Bir aile şirketi olarak ticaret hayatına başlayan ve 1999 yılında Almanya’da kurduğu şube ile üretim gücünü uluslararası arenaya taşıyan Meray Kuruyemiş, şimdi üretimini yaptığı yaklaşık 50 çeşit kuruyemişle Gana’dan Vietnam’a dünyanın 40 farklı ülkesine ihracat gerçekleştiriyor.

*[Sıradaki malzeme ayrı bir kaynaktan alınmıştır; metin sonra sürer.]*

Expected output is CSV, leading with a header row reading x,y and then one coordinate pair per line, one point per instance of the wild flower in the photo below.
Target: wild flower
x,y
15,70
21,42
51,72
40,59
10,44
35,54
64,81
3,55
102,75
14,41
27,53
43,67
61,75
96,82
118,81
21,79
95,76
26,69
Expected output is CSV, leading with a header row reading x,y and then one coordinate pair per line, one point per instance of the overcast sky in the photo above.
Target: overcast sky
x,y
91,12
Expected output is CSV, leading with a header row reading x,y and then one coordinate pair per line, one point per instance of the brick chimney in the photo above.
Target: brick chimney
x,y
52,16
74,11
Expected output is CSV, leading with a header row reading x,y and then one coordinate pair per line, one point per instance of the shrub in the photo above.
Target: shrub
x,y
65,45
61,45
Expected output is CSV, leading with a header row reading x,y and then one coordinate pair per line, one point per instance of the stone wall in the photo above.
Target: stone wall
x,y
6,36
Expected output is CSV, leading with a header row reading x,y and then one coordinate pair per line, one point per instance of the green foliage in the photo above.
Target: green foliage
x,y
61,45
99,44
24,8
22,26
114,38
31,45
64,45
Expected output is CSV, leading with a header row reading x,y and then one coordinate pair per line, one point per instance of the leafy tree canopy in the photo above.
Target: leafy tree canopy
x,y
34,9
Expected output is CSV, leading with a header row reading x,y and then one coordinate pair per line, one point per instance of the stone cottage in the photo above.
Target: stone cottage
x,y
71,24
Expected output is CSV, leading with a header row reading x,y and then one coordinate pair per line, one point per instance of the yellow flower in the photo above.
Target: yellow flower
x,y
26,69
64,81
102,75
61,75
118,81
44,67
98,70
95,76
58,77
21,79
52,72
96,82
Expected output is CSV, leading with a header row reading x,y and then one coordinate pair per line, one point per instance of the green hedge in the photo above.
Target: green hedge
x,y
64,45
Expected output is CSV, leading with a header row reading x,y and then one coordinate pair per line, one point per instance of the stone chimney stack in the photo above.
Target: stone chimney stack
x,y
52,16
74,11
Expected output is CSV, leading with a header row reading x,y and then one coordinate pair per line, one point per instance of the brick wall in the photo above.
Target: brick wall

Hayallerinin tüm dünyada tanınan ve sevilerek tüketilen global bir Türk Kuruyemiş Markası olmak olduğunu ifade eden Meray Kuruyemiş Gıda Sanayi Yönetim Kurulu Başkanı Mehmet Ali Kılıç ile Meray’ın başarı hikayesini Gaziantep Ticaret Borsası Dergisi okurları için konuştuk:
SORU: Mehmet Ali Bey, çiftçilikten Türkiye’nin kuruyemiş sektöründe ihracat liderliğine uzanan zor ama başarı dolu bir hikayeniz var. Meray Kuruyemiş nasıl kuruldu? Hangi aşamalardan geçti? Şirketin şu an ki üretim kapasitesi hakkında bilgi alabilir miyiz?
-Meray Kuruyemiş bir aile firması, 1978 yılına dayanan bir tarihimiz var. Rahmetli babam çiftçiydi, Antep Fıstığı ticareti ile uğraşıyordu. Daha sonra köyden şehre göç edip burada ufak ufak Antep Fıstığı ticareti ile iştigal etmeye başladı. Yaklaşık 20 yıl kadar fıstık alım satımında istihdam oluşturdu. Daha sonrasında 1999 yılında Almanya’nın Hamburg şehrinde küçük bir işletme kurduk. Türkiye’de ürettiğimiz Antep fıstığı ve Kuruyemiş çeşitlerinin oraya ihracatına başladık. İhracat serüvenimiz bu şekilde başladı. Sonrasında 2010’lu yıllara gelince de büyük bir kuruyemiş fabrikası kurduk Almanya’nın Hamburg şehrinde. Şu an hem Almanya’da hem de Gaziantep 4. Organize Sanayi Bölgesinde bulunan, 17 bin metrekare kapalı alanı sahip kuruyemiş tesislerimizde üretimlerimizi gerçekleştiriyoruz. Almanya ve Türkiye’de ürettiğimiz ürünlerimizi dünyanın çeşitli ülkelerine ihraç ediyoruz.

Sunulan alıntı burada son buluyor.